Clinical Research
Heart Rhythm Disorders
Common Variation in the NOS1AP Gene Is Associated With Drug-Induced QT Prolongation and Ventricular Arrhythmia

https://doi.org/10.1016/j.jacc.2012.03.031Get rights and content
Under an Elsevier user license
open archive

Objectives

This study sought to determine whether variations in NOS1AP affect drug-induced long QT syndrome (LQTS).

Background

Use of antiarrhythmic drugs is limited by the high incidence of serious adverse events including QT prolongation and torsades de pointes. NOS1AP gene variants play a role in modulating QT intervals in healthy subjects and severity of presentation in LQTS.

Methods

This study carried out an association study using 167 single nucleotide polymorphisms (SNP) spanning the NOS1AP gene in 58 Caucasian patients experiencing drug-induced LQTS (dLQTS) and 87 Caucasian controls from the DARE (Drug-Induced Arrhythmia Risk Evaluation) study.

Results

The rs10800397 SNP was significantly associated with dLQTS (odds ratio [OR]: 3.3, 99.95% confidence interval [CI]: 1.0 to 10.8, p = 3.7 × 10–4).
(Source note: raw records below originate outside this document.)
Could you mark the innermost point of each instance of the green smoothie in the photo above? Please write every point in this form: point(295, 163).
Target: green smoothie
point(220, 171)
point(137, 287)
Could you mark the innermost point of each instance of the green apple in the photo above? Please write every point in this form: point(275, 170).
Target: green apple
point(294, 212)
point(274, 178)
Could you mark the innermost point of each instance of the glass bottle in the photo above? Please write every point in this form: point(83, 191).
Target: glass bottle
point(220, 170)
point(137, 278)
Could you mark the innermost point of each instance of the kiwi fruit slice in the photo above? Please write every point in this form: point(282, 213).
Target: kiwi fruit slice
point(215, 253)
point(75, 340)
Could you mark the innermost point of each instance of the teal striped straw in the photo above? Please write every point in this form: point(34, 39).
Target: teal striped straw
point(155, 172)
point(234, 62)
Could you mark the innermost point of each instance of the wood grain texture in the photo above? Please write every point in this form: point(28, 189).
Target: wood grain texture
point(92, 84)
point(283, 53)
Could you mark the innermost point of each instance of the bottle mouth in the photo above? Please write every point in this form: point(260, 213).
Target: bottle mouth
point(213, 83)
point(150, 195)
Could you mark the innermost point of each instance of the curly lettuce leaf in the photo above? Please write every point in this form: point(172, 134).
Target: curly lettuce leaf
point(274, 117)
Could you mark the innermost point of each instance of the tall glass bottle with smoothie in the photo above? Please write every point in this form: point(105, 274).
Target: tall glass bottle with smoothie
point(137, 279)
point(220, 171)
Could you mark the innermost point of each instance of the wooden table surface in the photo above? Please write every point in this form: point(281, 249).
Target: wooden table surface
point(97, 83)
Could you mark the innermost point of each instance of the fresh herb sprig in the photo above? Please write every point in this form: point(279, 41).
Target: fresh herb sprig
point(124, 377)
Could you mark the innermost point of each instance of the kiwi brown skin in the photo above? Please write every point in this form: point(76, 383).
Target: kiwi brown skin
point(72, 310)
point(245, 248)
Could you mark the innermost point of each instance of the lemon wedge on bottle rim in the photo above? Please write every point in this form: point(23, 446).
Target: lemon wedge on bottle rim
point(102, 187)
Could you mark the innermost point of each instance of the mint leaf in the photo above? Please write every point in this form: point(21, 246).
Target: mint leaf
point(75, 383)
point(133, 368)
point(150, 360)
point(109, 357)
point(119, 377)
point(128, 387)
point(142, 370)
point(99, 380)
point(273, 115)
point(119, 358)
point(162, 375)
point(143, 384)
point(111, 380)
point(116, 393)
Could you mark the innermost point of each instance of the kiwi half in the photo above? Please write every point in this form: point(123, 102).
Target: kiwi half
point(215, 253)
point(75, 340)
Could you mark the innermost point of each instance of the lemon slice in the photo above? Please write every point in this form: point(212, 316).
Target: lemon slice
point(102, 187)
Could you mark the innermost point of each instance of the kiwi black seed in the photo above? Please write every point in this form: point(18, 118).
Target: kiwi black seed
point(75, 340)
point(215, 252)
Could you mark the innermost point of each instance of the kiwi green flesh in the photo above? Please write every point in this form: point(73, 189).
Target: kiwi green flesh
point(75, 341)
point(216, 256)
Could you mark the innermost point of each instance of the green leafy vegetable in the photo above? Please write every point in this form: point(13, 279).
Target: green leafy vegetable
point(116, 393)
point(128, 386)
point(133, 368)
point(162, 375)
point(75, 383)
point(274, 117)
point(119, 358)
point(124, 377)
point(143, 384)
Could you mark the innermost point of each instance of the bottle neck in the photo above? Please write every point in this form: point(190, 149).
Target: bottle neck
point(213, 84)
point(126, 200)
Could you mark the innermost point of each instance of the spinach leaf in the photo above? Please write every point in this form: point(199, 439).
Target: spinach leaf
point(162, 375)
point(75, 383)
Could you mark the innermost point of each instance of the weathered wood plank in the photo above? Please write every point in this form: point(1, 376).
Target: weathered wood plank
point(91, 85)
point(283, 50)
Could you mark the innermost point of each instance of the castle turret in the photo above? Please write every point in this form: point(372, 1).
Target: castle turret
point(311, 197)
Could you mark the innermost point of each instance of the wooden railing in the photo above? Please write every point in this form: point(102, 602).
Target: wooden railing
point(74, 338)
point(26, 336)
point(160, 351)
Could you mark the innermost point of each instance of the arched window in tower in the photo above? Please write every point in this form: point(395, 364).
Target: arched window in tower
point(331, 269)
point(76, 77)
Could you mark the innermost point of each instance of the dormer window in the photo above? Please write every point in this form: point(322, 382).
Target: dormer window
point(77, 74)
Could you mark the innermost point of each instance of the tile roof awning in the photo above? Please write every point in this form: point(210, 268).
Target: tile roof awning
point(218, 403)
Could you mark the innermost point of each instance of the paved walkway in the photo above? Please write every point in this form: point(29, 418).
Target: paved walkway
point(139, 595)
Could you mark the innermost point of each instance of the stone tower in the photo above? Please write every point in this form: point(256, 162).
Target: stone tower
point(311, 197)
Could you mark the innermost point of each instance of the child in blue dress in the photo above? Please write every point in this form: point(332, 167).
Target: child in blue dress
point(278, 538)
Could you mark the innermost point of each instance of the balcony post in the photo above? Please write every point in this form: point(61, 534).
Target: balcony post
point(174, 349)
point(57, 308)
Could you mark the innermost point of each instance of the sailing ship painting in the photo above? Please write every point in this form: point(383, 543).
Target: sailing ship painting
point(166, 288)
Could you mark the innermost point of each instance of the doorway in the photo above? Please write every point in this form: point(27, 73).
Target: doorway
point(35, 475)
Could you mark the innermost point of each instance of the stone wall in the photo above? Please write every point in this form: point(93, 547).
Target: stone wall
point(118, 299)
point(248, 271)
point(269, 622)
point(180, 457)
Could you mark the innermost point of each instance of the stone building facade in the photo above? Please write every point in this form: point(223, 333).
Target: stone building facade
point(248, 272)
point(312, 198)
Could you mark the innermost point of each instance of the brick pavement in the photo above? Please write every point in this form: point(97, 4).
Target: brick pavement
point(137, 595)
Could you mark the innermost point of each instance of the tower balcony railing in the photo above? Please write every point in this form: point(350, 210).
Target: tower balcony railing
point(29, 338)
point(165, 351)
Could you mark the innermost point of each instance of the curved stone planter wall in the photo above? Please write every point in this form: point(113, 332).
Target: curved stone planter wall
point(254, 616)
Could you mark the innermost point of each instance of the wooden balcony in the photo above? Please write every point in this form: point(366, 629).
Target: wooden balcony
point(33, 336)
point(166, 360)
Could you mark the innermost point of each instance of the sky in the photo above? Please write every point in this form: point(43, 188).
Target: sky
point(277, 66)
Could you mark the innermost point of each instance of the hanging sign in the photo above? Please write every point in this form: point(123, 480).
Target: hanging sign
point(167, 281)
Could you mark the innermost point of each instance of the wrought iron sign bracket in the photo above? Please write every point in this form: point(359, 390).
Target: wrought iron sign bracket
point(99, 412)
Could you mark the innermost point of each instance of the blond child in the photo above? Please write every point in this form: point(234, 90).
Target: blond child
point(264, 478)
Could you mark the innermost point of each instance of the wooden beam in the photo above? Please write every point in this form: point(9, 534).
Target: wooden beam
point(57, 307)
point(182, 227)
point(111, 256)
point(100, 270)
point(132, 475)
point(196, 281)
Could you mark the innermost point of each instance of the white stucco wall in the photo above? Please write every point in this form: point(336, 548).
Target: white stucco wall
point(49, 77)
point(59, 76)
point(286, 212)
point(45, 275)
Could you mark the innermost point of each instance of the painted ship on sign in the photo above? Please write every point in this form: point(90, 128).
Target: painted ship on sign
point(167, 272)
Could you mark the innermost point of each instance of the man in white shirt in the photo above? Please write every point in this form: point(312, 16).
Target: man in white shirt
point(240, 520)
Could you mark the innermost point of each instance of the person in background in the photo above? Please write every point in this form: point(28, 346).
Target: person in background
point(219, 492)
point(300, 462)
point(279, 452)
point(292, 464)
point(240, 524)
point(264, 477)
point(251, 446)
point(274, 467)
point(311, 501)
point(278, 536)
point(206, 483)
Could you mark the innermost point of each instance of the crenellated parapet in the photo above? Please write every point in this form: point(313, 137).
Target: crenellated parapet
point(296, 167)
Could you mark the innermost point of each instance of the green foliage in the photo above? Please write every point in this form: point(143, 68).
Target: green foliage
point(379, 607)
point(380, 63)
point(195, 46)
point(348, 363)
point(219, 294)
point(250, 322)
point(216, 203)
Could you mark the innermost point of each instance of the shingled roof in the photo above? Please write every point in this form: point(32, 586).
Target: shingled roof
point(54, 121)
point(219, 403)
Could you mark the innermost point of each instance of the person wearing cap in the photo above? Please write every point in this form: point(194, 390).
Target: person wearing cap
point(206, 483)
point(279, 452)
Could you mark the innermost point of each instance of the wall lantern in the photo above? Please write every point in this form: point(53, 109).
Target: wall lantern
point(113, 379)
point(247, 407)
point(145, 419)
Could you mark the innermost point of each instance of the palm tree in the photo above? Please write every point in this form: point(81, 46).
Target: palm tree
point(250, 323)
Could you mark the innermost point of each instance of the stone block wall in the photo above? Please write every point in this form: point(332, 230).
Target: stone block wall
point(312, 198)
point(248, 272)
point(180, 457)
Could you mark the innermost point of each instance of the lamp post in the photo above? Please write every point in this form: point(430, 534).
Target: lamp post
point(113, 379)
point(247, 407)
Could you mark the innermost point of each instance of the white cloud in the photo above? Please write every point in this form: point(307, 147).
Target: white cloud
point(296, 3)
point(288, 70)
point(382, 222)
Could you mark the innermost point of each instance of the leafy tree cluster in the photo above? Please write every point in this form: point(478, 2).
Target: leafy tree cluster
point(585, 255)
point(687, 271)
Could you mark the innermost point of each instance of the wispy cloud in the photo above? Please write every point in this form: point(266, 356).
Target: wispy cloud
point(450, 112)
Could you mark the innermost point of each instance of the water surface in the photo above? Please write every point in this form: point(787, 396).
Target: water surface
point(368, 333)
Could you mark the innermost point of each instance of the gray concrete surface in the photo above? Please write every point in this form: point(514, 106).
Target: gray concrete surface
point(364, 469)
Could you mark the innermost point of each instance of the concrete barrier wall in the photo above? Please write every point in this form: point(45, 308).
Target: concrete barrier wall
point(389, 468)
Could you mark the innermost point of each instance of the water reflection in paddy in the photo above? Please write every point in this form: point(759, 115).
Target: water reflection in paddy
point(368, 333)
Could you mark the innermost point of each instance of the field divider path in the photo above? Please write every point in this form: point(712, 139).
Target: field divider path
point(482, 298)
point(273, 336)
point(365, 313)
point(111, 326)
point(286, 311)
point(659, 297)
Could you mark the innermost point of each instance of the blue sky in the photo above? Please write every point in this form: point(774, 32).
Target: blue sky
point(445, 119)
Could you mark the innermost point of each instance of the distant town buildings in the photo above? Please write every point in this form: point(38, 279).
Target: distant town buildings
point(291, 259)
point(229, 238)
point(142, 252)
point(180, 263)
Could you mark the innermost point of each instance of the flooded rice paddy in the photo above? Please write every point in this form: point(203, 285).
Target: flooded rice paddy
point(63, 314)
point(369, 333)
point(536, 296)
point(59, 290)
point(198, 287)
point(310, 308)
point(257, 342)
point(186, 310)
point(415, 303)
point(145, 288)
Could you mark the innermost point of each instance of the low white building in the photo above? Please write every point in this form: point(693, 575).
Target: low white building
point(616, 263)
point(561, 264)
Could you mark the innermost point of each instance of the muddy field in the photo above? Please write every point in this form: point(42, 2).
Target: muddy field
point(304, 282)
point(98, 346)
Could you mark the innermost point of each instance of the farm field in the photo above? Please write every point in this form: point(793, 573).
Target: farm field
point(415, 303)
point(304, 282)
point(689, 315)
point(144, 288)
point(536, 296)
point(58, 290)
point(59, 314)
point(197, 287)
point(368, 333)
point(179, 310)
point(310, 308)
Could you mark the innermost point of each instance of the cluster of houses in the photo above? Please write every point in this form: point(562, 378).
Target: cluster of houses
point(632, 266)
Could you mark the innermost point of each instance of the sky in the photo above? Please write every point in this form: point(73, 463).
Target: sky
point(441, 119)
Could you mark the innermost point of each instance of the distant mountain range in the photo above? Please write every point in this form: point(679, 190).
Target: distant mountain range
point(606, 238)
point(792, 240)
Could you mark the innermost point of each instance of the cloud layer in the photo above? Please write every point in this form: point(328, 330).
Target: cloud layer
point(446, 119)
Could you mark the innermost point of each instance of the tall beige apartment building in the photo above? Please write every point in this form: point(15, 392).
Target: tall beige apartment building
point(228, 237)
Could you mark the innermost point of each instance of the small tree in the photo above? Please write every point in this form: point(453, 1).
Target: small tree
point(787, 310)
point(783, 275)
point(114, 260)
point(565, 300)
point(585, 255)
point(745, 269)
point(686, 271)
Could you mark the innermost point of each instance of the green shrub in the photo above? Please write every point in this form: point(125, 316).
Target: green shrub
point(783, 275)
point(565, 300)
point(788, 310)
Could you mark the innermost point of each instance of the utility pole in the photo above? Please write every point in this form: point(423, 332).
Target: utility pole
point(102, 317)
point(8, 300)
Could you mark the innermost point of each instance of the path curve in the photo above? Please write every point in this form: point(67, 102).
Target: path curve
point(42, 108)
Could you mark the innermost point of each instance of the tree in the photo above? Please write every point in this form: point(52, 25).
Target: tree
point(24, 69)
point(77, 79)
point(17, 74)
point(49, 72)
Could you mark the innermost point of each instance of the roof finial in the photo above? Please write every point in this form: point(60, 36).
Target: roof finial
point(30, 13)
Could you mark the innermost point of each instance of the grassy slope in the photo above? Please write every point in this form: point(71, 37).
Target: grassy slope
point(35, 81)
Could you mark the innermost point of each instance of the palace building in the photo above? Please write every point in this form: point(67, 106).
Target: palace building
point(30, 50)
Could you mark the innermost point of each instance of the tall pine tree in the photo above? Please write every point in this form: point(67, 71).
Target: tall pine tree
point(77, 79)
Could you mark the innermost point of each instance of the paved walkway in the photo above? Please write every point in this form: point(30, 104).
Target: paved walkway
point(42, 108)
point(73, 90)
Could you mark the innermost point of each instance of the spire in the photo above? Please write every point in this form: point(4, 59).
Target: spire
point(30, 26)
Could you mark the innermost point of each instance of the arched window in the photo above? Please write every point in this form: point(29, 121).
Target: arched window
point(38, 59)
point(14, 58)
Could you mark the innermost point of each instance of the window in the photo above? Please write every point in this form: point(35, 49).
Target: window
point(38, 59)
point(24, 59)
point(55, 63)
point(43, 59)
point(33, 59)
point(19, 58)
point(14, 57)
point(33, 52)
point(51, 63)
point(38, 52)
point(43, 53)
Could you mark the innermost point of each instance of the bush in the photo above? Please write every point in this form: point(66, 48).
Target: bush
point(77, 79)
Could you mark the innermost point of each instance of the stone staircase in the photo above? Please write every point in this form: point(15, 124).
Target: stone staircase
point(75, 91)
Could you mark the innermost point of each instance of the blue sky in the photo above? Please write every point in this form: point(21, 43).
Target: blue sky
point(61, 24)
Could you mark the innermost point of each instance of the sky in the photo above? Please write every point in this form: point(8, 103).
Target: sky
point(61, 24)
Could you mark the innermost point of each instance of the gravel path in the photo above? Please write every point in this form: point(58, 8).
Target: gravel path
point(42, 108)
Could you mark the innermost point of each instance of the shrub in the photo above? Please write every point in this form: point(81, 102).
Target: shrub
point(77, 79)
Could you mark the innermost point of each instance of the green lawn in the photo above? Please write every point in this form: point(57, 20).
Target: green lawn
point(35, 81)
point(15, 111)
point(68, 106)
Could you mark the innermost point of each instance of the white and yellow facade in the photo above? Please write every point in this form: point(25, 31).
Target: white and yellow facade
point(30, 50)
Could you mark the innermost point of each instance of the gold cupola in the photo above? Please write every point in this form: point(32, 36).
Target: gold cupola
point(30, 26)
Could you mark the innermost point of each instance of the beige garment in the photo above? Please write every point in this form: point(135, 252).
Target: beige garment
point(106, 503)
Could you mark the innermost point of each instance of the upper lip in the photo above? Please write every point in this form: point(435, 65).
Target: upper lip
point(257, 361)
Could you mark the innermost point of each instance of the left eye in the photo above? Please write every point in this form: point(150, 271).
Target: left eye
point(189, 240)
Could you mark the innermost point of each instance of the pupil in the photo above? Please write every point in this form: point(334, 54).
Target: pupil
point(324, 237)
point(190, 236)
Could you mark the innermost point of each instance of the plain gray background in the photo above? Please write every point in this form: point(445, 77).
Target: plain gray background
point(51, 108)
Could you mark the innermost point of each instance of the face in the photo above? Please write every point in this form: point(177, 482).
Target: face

The associations were more pronounced in the subgroup of amiodarone users, in which 3 SNPs, including rs10800397, were significantly associated (most significant SNP: rs10919035: OR: 5.5, 99.95% CI: 1.1 to 27.9, p = 3.0 × 10–4). We genotyped rs10919035 in an independent replication cohort of 28 amiodarone dLQTS cases versus 173 control subjects (meta-analysis of both studies: OR: 2.81, 99.95% CI: 1.62 to 4.89, p = 2.4 × 10–4). Analysis of corrected QT interval among 74 control subjects from our dataset showed a similar pattern of significance over the gene region as the case-control analysis. This pattern was confirmed in 1,480 control subjects from the BRIGHT (British Genetics of Hypertension Study) cohort (top SNP from DARE: rs12734991 in meta-analysis: increase in corrected QT interval per C allele: 9.1 ± 3.2 ms, p = 1.7 × 10–4).

Conclusions

These results provide the first demonstration that common variations in the NOS1AP gene are associated with a significant increase in the risk of dLQTS. This study suggests that common variations in the NOS1AP gene may have relevance for future pharmacogenomic applications in clinical practice permitting safer prescription of drugs for vulnerable patients.

Key Words

cardiac arrhythmias
drug
genetics
NOS1AP
risk stratification
single nucleotide polymorphisms

Abbreviations and Acronyms

CEU
western and northern European ancestry
CI
confidence interval
DNA
deoxyribonucleic acid
ECG
electrocardiogram
IRB
Institutional Review Board
LD
linkage disequilibrium
LQTS
long QT syndrome
nNOS
neuronal nitric oxide synthase
NOS1AP
nitric oxide synthase 1 adaptor protein
OR
odds ratio
SNP
single nucleotide polymorphism
TdP
torsades de pointes

Cited by (0)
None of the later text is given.